DARTS Examples

Differentiable architecture search

TLDR

Our recommended ordering of examples:

  1. Uno: learn how to use the neural network building blocks in DARTS to define a fully connected model using DARTS.

  2. Advanced: how to define our own neural network primitives to be optimized by DARTS.

Setup

Darts makes use of Pytorch. You can find binaries for both Pytorch and Torchvision (used in the advanced example) at the pytorch website.

The Algorithm

This is an adaptation of Hanxiao Liu et al’s DARTS algorithm, extending the work to handle convolutional neural networks for NLP problems and more. Details of the original authors’ approach can be found in their 2019 ICLR paper.

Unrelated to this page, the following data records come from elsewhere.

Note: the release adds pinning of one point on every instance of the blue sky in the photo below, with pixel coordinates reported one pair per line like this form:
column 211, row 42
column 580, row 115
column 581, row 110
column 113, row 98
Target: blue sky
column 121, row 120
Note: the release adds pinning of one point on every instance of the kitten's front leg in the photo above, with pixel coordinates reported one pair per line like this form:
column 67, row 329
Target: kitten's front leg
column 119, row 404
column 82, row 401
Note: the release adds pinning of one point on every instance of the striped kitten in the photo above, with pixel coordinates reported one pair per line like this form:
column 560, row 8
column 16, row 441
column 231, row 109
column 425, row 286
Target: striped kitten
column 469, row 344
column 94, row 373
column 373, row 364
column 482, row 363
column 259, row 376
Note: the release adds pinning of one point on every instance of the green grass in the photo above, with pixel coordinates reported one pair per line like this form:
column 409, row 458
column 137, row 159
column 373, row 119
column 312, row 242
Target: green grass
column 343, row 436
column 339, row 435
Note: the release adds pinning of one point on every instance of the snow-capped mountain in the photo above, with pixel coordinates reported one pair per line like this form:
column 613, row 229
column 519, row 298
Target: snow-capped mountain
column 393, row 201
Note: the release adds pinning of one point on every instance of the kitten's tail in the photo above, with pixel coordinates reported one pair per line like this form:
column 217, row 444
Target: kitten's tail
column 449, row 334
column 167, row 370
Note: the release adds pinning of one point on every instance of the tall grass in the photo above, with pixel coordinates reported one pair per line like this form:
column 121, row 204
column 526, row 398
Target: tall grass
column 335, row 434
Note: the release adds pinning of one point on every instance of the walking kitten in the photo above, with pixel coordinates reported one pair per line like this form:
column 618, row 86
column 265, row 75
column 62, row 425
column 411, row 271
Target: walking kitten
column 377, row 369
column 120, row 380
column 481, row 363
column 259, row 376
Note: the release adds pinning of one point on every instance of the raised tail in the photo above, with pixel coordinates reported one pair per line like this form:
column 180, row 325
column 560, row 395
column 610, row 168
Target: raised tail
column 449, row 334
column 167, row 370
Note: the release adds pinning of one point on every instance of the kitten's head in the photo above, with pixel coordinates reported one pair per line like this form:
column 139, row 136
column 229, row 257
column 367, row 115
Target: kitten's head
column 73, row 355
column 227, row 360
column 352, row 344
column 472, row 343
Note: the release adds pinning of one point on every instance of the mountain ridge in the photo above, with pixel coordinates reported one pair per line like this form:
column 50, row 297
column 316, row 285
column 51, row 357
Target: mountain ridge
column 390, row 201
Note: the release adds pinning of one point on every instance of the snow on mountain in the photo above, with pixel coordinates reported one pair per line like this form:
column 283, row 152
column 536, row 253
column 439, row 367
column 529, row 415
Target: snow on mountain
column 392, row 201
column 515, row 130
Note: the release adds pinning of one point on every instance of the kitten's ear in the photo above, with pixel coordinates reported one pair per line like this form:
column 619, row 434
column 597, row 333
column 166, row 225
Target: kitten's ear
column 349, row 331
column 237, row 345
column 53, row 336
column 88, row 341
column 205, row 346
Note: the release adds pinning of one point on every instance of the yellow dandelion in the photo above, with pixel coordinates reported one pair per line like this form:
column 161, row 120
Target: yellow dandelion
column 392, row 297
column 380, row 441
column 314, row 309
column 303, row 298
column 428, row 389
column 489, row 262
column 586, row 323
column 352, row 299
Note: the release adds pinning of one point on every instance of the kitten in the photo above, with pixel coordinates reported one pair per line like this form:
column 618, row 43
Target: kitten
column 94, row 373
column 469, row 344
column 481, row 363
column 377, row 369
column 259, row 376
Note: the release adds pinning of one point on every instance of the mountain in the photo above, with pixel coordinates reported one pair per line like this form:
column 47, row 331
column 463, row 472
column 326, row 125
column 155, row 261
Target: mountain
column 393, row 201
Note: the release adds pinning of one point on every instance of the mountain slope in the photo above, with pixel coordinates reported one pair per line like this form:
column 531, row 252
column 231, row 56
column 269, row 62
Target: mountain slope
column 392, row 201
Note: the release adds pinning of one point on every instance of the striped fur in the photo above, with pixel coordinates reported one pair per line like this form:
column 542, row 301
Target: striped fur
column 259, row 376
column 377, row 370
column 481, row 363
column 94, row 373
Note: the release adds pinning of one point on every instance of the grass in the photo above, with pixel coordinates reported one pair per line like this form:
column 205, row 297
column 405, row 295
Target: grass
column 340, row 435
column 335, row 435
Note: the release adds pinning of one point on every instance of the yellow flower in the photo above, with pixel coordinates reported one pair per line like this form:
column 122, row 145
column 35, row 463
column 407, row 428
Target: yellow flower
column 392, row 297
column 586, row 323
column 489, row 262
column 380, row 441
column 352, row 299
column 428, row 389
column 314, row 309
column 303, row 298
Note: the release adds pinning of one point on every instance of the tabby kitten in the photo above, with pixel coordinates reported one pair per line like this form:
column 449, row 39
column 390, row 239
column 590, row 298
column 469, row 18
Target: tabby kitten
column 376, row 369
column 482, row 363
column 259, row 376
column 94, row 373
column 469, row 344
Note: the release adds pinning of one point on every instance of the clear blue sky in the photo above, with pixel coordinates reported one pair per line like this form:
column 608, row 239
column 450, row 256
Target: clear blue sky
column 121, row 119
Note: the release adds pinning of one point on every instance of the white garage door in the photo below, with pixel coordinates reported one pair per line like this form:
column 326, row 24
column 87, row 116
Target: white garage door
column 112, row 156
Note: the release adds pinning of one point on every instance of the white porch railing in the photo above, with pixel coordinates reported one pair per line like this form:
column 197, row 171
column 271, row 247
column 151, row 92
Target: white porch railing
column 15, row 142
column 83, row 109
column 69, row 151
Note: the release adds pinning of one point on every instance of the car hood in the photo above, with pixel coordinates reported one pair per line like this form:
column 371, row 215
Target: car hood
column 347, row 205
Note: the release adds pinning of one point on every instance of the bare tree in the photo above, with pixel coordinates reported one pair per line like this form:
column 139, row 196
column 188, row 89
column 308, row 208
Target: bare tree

DARTS works by composing various neural net primitives, defined as Pytorch nn.Modules, to create a larger directed acyclic graph (DAG) that is to be your model. This composition is differentiable as we take the softmax of the choice of primitive types at each layer of the network. To make this more clear, let’s first define a few abstractions in the algorithm:

  1. Primitve: this is the fundamental block of computation, defined as an nn.Module. At each layer of your network, one of these primitves will be chosen by taking the softmax of all possible primitives at that layer. Examples could be a convolution block, a linear layer, a skip connect, or anything that you can come up with (subject to a few constraints).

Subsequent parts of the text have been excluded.